“Git that hand-car off th’ track, boys,” he said. “Number Four’ll be along in a minute.”

Two of the men derailed the hand-car, while Welsh glanced up and down the road to be sure that the track was clear, and took a look at the mill switch, a little distance away, where they had been working, to make certain that it had been properly closed. He remembered that a work-train had taken a cut of cars out of the switch a short time before, but he could tell by the way the lever was thrown that the switch was closed.

Far in the distance he could hear the train whistling for the curve just beyond the cut. Then, suddenly from the other direction, he caught a sound that brought him sharply round, and saw with horror a great freight-engine rumbling rapidly toward him.

“My God, she’s runnin’ wild!” he cried; and, with a yell of warning to his men, turned and ran toward the switch. If he could only get there in time to ditch her!

But the engine whirled past him, and he stopped, seeing already the horror, the destruction, which must follow in a moment. Then, far ahead, he saw Reddy speeding toward the switch, saw him reach it, bend above the short lever that controlled it, and throw it over. Away up the track the “flier” flashed into view, running a mile a minute. He could guess what was happening in her cab, as her engineer saw the danger. The heavy engine rumbled on, all too slowly now, in upon the switch to knock the bumper at the farther end to splinters and fight her life out in the mud beyond. He saw Reddy throw the lever back again, only in that instant to be hurled away to one side as the great train swept by in safety. And the engineer, who had reversed his lever and applied the brakes, who had waited the outcome with white face and tight-set lips,—but who, never for an instant, had thought of saving himself by jumping,—released the brakes and threw his lever again on the forward motion. Four minutes later the train swept in to Wadsworth, only forty seconds behind the schedule!
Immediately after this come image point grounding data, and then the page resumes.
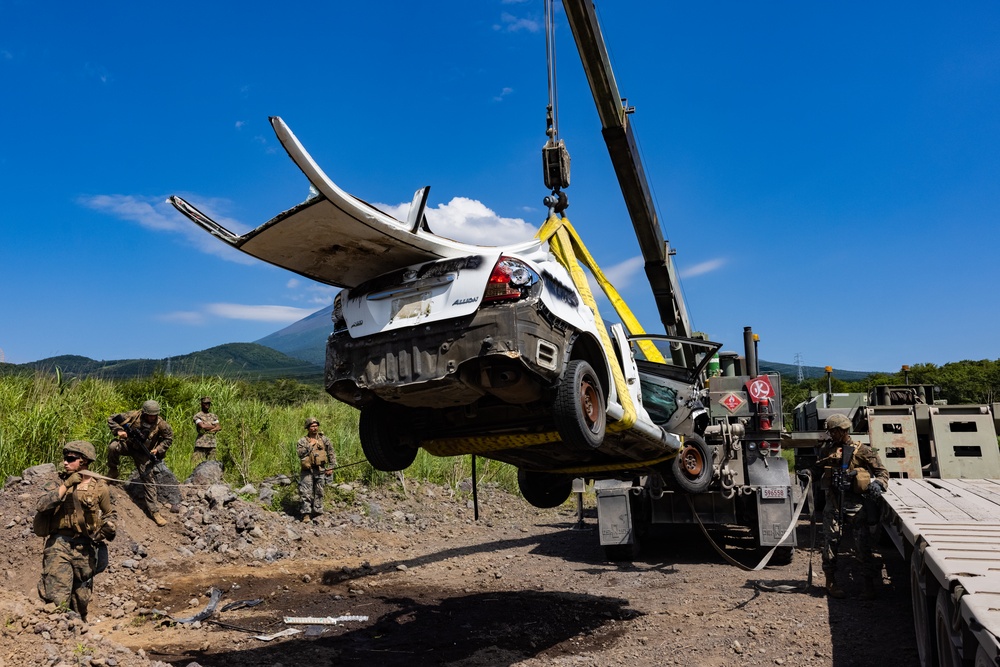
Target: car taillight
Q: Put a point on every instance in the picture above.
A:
(510, 280)
(338, 312)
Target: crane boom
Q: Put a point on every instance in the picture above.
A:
(625, 158)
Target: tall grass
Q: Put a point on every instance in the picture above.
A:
(261, 422)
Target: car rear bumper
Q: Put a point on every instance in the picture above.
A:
(512, 351)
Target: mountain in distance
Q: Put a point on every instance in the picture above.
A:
(306, 339)
(790, 372)
(243, 360)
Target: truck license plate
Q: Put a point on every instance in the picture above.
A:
(411, 306)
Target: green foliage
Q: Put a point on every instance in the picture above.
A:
(960, 382)
(234, 360)
(261, 423)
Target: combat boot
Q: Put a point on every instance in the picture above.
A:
(869, 589)
(832, 589)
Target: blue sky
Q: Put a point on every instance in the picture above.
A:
(827, 172)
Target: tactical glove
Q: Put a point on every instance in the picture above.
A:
(109, 530)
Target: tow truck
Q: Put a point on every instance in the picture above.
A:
(502, 352)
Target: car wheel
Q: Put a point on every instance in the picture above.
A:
(692, 467)
(544, 489)
(380, 430)
(580, 409)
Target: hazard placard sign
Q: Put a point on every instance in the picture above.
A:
(760, 389)
(732, 402)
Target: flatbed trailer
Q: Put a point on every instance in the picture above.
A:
(949, 531)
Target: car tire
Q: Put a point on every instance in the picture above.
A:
(544, 489)
(580, 410)
(691, 469)
(379, 430)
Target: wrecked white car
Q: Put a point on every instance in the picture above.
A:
(493, 351)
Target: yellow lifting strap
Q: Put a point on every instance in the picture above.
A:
(570, 251)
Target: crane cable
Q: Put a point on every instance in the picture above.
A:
(552, 118)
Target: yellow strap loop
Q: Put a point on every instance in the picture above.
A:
(570, 251)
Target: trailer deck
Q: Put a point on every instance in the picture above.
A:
(949, 530)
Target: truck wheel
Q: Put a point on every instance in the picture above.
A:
(544, 489)
(783, 556)
(947, 656)
(579, 410)
(380, 429)
(692, 467)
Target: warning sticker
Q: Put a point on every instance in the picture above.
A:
(732, 402)
(760, 389)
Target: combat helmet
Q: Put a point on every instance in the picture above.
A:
(838, 421)
(81, 447)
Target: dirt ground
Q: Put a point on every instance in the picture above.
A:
(520, 586)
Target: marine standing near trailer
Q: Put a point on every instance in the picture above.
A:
(146, 437)
(851, 481)
(75, 518)
(318, 459)
(207, 424)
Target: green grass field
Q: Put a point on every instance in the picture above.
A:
(261, 423)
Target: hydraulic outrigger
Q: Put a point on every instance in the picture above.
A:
(750, 481)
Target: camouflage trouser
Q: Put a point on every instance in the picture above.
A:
(311, 485)
(68, 572)
(836, 537)
(201, 454)
(143, 464)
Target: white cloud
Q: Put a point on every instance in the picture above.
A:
(702, 268)
(503, 93)
(98, 72)
(238, 311)
(511, 23)
(155, 214)
(620, 275)
(312, 293)
(469, 221)
(183, 317)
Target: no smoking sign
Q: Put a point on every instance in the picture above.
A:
(760, 389)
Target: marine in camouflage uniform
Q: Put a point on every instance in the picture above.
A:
(317, 458)
(207, 425)
(76, 515)
(146, 437)
(859, 510)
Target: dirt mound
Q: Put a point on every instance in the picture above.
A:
(416, 580)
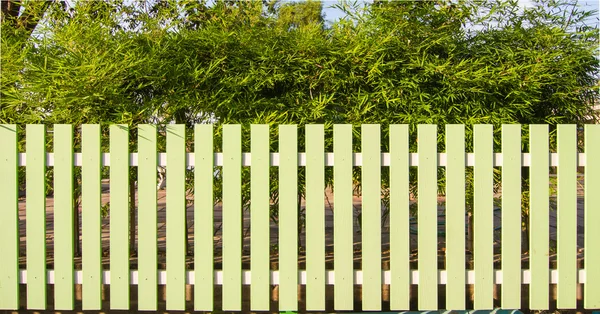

The passengers never knew how near they had been to death—by what a miracle they had escaped destruction! After all, a miss is as good as a mile!

Reddy’s comrades found him lying unconscious twenty feet from the track. His right arm—the arm that had thrown the lever—hung limp by his side, and there was a great gash in his head from which the blood was pouring. In a moment Jack had torn off the sleeve of his shirt and made an improvised bandage of it, which checked to some extent the flow of blood.

“We must git him home,” said Welsh, “where we kin git a doctor. He’s hurted bad. Git th’ car on th’ track, boys.”

In an instant it was done, and Reddy was gently lifted on.

“Now you set down there an’ hold his head, Allan,” said Jack. “Keep it as stiddy as y’ kin.”